Closure of Land Registry Office Impacting Property Sales

The complete closure of the Land Registry office and its impact on the sale of houses and property has prompted Deputy Michael Lowry to contact Minister Eoghan Murphy to request that the basic services required to allow for the completion of registration be restored.


The Land Registry is the State authority responsible for the registration of property transactions in Ireland. It provides a system of registration of title and ownership to land and, without it being functional in this capacity, the process grinds to a halt.


Deputy Michael Lowry has informed the Minister for Housing, Planning and Local Government that his Constituency Office has received several call from constituents and auctioneers outlining the difficulties that have arisen from the stoppage of all activities at the Land Registry office, with the exception of some electronic registrations, due to Covid-19 restrictions.

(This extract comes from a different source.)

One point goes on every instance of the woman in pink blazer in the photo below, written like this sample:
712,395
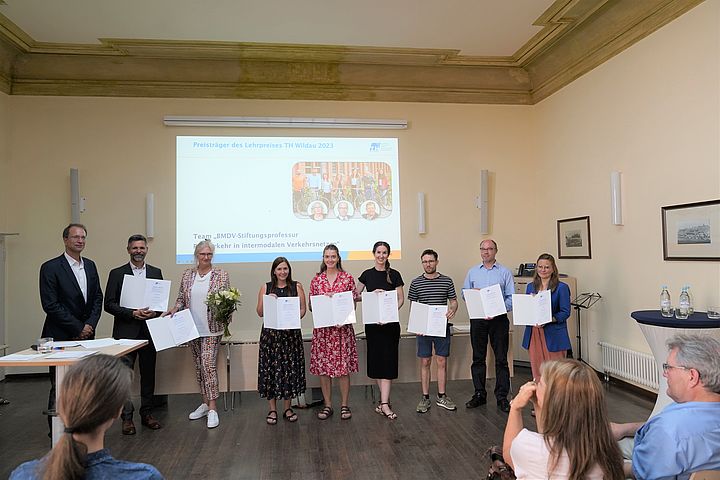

The Land Registry has ceased issuing copy documents, which are a vital part of any transaction, and have ceased opening applications that have been sent into them.   


As applications are not being opened and put on their system, it is not possible to assume that the records are accurate. Therefore anyone at the stage of paying monies for a house or any other asset will not be prepared to release money. This is resulting in banks and cash purchasers now being on the verge of stopping the release of funds on such transactions, even though all other required stages of purchase have been completed.


Deputy Lowry says that this is leading to a most stressful situation for constituents who have contacted him and will continue to cause similar stress for many others if the matter is not promptly resolved.  


While Deputy Lowry does not believe that the intention behind the current situation in the offices of the Land Registry was to lead to a breakdown in property transactions, this has been the unfortunate result.  This current situation also includes transactions pending, which are needed to facilitate social housing as well as any other type of housing.


Deputy Lowry understands that The Law Society has also written to the Department, as well as to Ms. Liz Pope, CEO of the Property Registration Authority, highlighting the concerns and requesting that basic services, such as opening applications and uploading them onto the system and also issuing copy documents be restored.